La historia de la caída de ICV es una tragicomedia que plantea muchos conflictos interesantes, algunos incluso que rayan en el terreno de la moralidad, pues cargar sobre los hombros una herencia tan longeva y sufrida es una gran responsabilidad para con la sociedad. Mirado el proceso en perspectiva, se pueden distinguir claramente tres puntos de inflexión, tres declives significativos que señalan una tendencia funesta. Y todo ello tras haber formado parte del famoso tripartito catalán de izquierdas, editado y reeditado desde el 2003 al 2010, junto con el PSC y ERC (que, si bien no dejó una herencia brillante, sí que puede considerarse decente tomando en consideración la situación económica y las complicaciones de sustentar un gobierno sobre tal puzle de izquierdas).

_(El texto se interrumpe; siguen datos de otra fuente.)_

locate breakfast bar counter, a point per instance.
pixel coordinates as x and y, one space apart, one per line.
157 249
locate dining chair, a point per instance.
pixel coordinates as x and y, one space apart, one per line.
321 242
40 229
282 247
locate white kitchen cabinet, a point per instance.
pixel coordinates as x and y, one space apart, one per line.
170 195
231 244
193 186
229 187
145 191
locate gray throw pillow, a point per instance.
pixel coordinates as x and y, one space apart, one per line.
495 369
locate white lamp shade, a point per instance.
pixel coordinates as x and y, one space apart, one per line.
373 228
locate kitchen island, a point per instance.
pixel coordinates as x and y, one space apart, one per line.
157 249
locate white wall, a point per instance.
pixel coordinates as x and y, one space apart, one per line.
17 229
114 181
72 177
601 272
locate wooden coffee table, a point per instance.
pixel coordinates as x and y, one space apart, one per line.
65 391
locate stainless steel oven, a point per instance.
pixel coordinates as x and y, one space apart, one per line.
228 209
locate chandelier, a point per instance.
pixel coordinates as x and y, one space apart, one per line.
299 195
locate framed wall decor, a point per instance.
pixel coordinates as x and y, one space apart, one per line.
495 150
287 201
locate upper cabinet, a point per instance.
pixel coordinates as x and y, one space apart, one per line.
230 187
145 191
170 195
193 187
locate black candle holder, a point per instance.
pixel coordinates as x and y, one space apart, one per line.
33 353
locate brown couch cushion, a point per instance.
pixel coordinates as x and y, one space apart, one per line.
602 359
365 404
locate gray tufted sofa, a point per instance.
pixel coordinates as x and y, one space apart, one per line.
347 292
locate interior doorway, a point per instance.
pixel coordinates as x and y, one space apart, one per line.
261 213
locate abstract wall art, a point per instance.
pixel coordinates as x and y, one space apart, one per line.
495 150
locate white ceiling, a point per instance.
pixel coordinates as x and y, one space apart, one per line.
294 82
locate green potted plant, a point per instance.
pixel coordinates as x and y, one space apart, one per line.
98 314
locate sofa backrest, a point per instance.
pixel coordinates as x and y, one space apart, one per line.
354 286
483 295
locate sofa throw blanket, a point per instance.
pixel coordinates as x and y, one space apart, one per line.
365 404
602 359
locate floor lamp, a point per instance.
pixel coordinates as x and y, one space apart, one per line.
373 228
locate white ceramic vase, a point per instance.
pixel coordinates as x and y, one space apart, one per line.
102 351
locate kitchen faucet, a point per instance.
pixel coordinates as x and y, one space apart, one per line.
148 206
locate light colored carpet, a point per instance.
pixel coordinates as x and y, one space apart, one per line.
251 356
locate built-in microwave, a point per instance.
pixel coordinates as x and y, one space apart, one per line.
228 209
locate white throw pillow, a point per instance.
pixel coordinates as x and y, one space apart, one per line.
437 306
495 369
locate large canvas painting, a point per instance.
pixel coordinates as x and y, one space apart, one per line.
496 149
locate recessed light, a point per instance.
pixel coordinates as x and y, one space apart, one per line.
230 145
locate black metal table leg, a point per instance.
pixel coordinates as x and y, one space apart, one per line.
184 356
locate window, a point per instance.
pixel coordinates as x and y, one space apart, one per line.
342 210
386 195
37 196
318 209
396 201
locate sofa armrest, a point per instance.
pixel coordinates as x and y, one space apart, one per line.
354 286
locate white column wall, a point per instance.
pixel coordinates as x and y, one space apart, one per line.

El primer giro determinante se produjo en el 2008, cuando fueron nombrados nuevos secretarios generales Joan Herrera, la verdadera cabeza pensante, y Dolors Camats, una suerte de segundona con pretensiones; huelga decir que esta «copresidencia» tan supuestamente innovadora nunca cuajó del todo, tanto por generar desequilibrios internos como por estar conformada por dos personas que jamás supieron estar a la altura de la dignidad institucional que inspiraba Joan Saura. Desde entonces, los posicionamientos políticos del partido han tendido a regirse cada vez más por una actitud cortoplacista y poco constructiva: a nadie se le olvida cuánto complicó Herrera las negociaciones para organizar el 9-N, y cómo traicionó el consenso de los partidos al aparecer en una entrevista en La Vanguardia criticando la escenificación de la consulta y anunciando que él no iría a votar, para luego retractarse pocos días después (haciendo, de paso, un ridículo espantoso).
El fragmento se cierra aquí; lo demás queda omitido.